Cox regression was used to analyse the association of PRSs with the occurrence of the primary composite endpoint using the following covariates: sex, current smoking, diabetes, earlier cardiovascular disease, treatment arm, and age.

The drug response study included multiple comparisons due to several primary target variables (systolic and diastolic BP responses to four drug treatments, and two separate PRSs for each response). For these analyses, the Bonferroni-corrected p value limit for statistical significance was set at 0.003 (= 0.05/16). This approach can be considered very conservative, since the systolic and diastolic BP responses to each drug correlate highly (r values > 0.8) as do the top-SNP and genome-wide PRSs (r values ~ 0.6). For the analysis of the secondary target variables, the Bonferroni-corrected p value was calculated considering the following analyses: four different LVH measures and four PRSs, two mean BP responses (systolic and diastolic) to the four study drugs in GENRES and two PRSs for both responses, treatment-resistant hypertension in LIFE and four PRSs, cardiovascular endpoints in LIFE and four PRSs. This gives a Bonferroni-corrected p value limit of 0.0018 (0.05/(4 × 4 + 2 × 2 + 4 + 4)) for statistical significance.
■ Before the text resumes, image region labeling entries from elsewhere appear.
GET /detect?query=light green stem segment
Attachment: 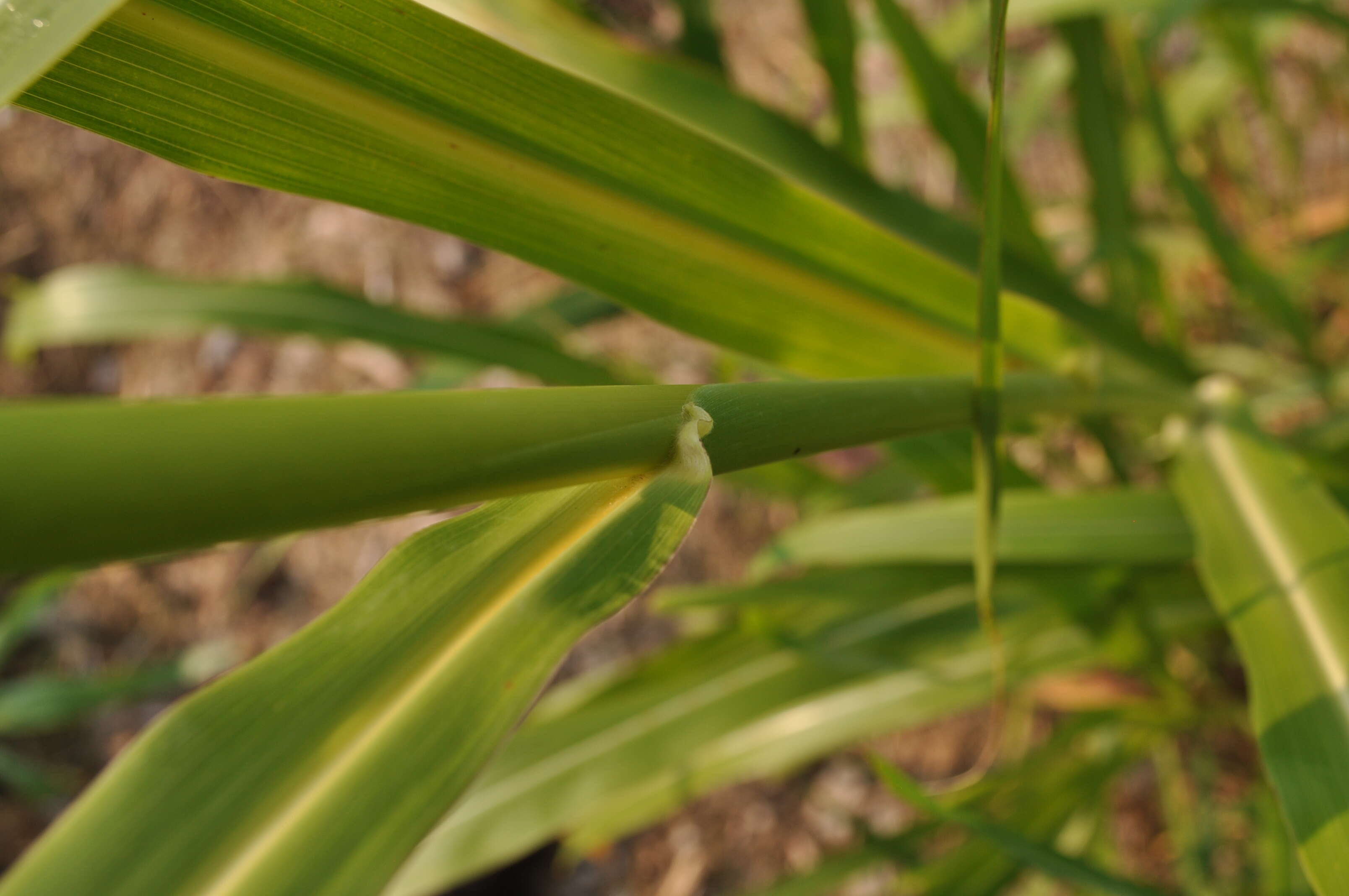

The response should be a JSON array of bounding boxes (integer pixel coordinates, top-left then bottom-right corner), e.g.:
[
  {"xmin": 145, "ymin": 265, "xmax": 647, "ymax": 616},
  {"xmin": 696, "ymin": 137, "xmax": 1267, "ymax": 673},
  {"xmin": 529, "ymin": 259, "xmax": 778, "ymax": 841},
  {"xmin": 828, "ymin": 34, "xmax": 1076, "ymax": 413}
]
[{"xmin": 0, "ymin": 377, "xmax": 1176, "ymax": 571}]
To assess the statistical power of our primary correlation analysis, we calculated the power for three different correlation coefficients: 0.1, 0.18 and 0.4. We used n = 207, corresponding to the GENRES data set sample size, and the Bonferroni-corrected p value threshold of 0.003. The corresponding powers were: 0.06, 0.35 and 0.999.

Data availability

All relevant data are in the manuscript and supplementary materials.